There are all sorts of things you can track…how many people click the page, how did they get the link, where do they live...well, not a specific address because that would be creepy, but still, I know what country they are in.

I had a new release (A Change of Pace) come out this past week and here is what I’ve learned…I need to bump up my audience in the UK.

I had 102 hits on various links over 3 days…88% are from the US, then I had a few from Canada, Trinidad and Tobago (no really), Croatia, one from the UK (I’m going to work on that) and a couple from Australia.

Most of them connected to me through Facebook and my webpage but not all. Some got the message through email or through places I’ve never heard of, which means, I don’t know how it got there in the first place.

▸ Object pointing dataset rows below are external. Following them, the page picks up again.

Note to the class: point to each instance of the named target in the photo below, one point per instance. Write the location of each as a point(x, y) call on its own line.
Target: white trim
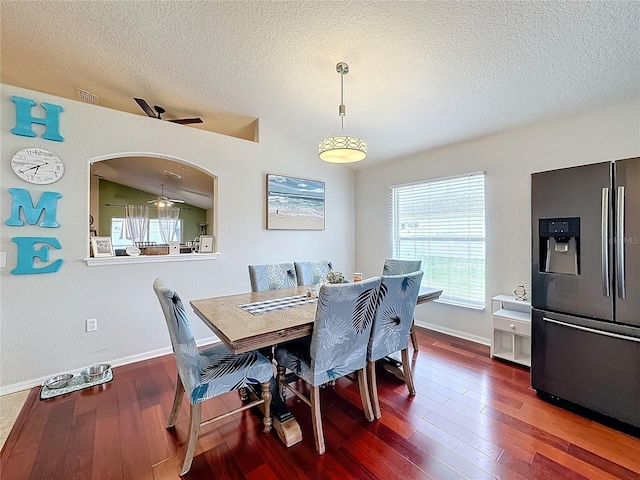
point(125, 260)
point(462, 175)
point(455, 333)
point(36, 382)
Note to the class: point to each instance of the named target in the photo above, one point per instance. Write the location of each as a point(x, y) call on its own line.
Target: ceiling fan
point(159, 111)
point(162, 202)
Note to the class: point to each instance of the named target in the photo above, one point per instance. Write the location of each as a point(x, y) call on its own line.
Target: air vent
point(87, 97)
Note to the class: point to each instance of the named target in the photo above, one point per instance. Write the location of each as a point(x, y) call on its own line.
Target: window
point(441, 222)
point(153, 233)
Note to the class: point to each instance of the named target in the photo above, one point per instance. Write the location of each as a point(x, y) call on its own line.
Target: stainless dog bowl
point(59, 381)
point(95, 372)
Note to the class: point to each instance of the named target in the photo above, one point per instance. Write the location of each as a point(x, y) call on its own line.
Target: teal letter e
point(27, 252)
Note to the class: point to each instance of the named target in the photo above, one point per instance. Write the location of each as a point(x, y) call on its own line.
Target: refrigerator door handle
point(592, 330)
point(604, 233)
point(621, 281)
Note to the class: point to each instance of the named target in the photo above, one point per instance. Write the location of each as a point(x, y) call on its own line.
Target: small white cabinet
point(511, 329)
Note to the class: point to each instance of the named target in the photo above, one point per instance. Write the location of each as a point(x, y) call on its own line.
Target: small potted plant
point(335, 276)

And sales numbers are the worst. I’ve spent hours going back and forth to the Amazon page for “A Change of Pace” just to watch the numbers…I’m #14 on the list of Erotica Books. No, now I’m number #9. Wait, I’ve dropped to #27? How did that happen?

Arrgh. It’s way too distracting. I’m going back to writing my dragon book.

Okay, let me check Amazon one more time.

Tielle St. Clare

P.S. I know there are a lot of choices out there for getting these numbers. I use Stat-Counter and bit.ly

Friday, May 6, 2011

New to Alaska

I am new to Alaska. So new, in fact, that my husband and I can still measure how long we’ve been in here in months (thirteen if you’re interested) and I’m still amazed by things like moose and 24 hour sunlight. Conversations with my friends and family down the lower-48 still include a lot of questions about the state and what it’s like actually live here. My best friend and I were on the phone the other night and she asked me how much fresh fruit costs in Alaska. We talked about the fact that goods and services are more expensive up here than they are down in New Jersey. I assured her that the fine print at the bottom of commercials that reads “prices higher in Alaska and Hawaii” doesn’t lie. Eventually, though, she asked about seafood, because, surely that was cheap, cheap, cheap. When I explained that the state is big enough that the costs of getting something from one part of the state to another automatically makes it expensive, she laughed and thanked me for bursting that bubble. She’d always assumed that, even if I was paying more for my grapefruit, I was at least getting king crab for less than the cost of chicken. The reality isn’t nearly as full of inexpensive crabby deliciousness as she would’ve liked it to be. Which is actually something authors have to be aware of whenever we write. Not crab, or the lack thereof, specifically, of course, but the differences between the realities of a situation and the assumptions we make about that situation.
Writing what we know is helpful, but still not foolproof. My first novel was based in Denver, Colorado, because that’s where I was living when I wrote it. By the time I had finished it, though, the coffee shop where my hero and heroine met had closed and the working class neighborhood where I had the best friend living had been gentrified and house prices had skyrocketed. So much for writing what you know. For my next novels, I thought I had solved the problem. I created Lambert Falls, North Carolina out of thin air. Only I still had to know how far it was to the Virginia border and how long of a drive it was to the Outer Banks. Even a fictional town required very real research.
My current work in progress takes place in New Orleans. I know nothing about New Orleans. You’d better believe, though, I will find someone who knows that city and pick their brain. I will become best friends with google maps and local librarians. I will learn about the local haunts, not just the tourist traps. Because for every reader out there who assumes certain things about New Orleans, there’s a reader who knows New Orleans. We as authors can’t get away with only writing the idealized version of a place.
So, I’ll research New Orleans and, hopefully, get it right. However, I do admit I would love to write a story with voodoo priestesses in every shadow and dark brooding men on every corner. Of course, I’d love king crab to be cheaper than chicken, too.